La battaglia di Pettorano (o anche battaglia di Pettorano e Carpinone) è il nome dato allo scontro avvenuto il 17 ottobre 1860 nei pressi dell'abitato di Pettorano (oggi Pettoranello del Molise, in provincia di Isernia) fra un contingente di garibaldini (la Legione del Matese) e le forze filoborboniche provenienti dal territorio circostante.
Il colonnello Nullo, giunto a Boiano, decise di non attendere la discesa del Generale Cialdini e di dirigersi verso Isernia; durante il tragitto il contingente fu vittima di un'imboscata: gruppi di contadini discesi dalle montagne e truppe borboniche provenienti da Isernia assalirono i Garibaldini e li massacrarono.[1] Tra le vittime del massacro si ricorda il conte Pietro Lavagnolo, udinese, Ufficiale nelle Guide e Prode del Volturno di cui Garibaldi scrisse "parte preziosa del nostro sangue versato per la causa italiana"[2]. Lavagnolo fu sepolto nella chiesa di Pettoranello[3] e insignito di medaglia di argento al valor militare.

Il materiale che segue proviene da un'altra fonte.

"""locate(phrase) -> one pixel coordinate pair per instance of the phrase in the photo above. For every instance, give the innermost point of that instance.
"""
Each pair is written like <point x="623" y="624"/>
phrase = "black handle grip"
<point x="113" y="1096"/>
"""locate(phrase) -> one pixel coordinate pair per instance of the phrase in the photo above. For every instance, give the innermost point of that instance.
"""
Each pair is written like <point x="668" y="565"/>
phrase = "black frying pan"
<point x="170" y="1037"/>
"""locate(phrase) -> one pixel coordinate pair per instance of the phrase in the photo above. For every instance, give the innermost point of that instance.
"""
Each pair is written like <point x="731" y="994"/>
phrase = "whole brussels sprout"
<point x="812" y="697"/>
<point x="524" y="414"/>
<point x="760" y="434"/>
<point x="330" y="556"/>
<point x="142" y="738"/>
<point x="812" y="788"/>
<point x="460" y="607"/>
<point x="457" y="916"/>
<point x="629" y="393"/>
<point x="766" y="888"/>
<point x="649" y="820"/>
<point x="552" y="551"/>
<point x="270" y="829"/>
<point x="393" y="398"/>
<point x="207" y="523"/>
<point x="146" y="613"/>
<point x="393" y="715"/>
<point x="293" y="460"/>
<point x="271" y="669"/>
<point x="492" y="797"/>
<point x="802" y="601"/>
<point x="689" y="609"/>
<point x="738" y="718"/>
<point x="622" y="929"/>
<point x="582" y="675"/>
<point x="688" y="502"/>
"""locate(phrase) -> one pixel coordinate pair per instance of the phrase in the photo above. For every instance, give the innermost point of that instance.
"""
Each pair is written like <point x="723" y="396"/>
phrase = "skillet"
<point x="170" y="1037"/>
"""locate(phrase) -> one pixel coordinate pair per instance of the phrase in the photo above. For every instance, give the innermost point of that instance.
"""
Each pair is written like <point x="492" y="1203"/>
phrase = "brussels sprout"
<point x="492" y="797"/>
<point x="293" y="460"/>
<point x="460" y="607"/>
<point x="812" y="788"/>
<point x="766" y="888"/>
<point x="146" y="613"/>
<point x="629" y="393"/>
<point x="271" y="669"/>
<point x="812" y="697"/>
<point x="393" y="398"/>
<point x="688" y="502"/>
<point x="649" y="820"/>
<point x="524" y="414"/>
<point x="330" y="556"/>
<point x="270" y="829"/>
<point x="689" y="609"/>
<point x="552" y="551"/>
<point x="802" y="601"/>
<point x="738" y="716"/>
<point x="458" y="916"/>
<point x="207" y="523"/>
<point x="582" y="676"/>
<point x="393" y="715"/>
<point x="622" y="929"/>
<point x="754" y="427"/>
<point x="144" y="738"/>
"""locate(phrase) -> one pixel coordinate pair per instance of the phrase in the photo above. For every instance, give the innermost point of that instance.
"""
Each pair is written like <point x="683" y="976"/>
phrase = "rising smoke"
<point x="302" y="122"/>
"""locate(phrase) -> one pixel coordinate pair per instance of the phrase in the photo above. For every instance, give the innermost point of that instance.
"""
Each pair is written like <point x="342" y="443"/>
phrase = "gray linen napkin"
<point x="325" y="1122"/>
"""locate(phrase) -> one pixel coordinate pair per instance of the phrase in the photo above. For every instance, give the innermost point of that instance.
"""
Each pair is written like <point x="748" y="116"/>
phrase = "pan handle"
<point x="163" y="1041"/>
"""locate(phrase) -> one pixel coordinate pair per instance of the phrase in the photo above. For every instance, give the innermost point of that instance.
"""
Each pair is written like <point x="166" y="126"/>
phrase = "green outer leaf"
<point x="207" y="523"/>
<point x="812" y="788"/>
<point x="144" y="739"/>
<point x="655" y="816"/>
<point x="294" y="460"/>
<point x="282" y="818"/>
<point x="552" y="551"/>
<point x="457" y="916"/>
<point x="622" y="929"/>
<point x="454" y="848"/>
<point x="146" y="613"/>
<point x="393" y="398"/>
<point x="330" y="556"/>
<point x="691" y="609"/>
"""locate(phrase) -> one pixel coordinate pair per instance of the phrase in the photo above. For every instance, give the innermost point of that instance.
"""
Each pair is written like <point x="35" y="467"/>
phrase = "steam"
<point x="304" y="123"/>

Pettorano, Carpinone, Isernia, meritereste che su voi non venisse più né pioggia né rugiada, fin che durerà la memoria dei nostri, ingannati e messi in caccia e uccisi pei vostri campi e pei vostri boschi! Tornano gli avanzi della colonna di Nullo; non si regge ai loro racconti; non sanno dire che morti, morti, morti! Par loro d’avere ancora intorno l’orgia di villani, di soldati, di frati che uccidevano al grido di Viva Francesco secondo e Viva Maria. Povero Bettoni! La sua Soresina non lo vedrà più. Se ne veniva indietro ferito su d’una carrozza; cavalcavano a’ suoi lati Lavagnolo e Moro, pensando di poterlo porre in salvo a Boiano, e tornar poi a spron battuto dove Nullo combatteva, e i nostri morivano qua, là, a gruppi, da soli, sbigottiti dalle grida selvaggie. Poveri cavalieri! Il giorno appresso il tenente Candiani li trovò morti sulla via. Ah! quel Sannio, quel Sannio! Mi sento passar sul viso un soffio gelato come quel giorno che la spedizione partì: sin d’allora mi suonò nella memoria il nome delle Forche Caudine.»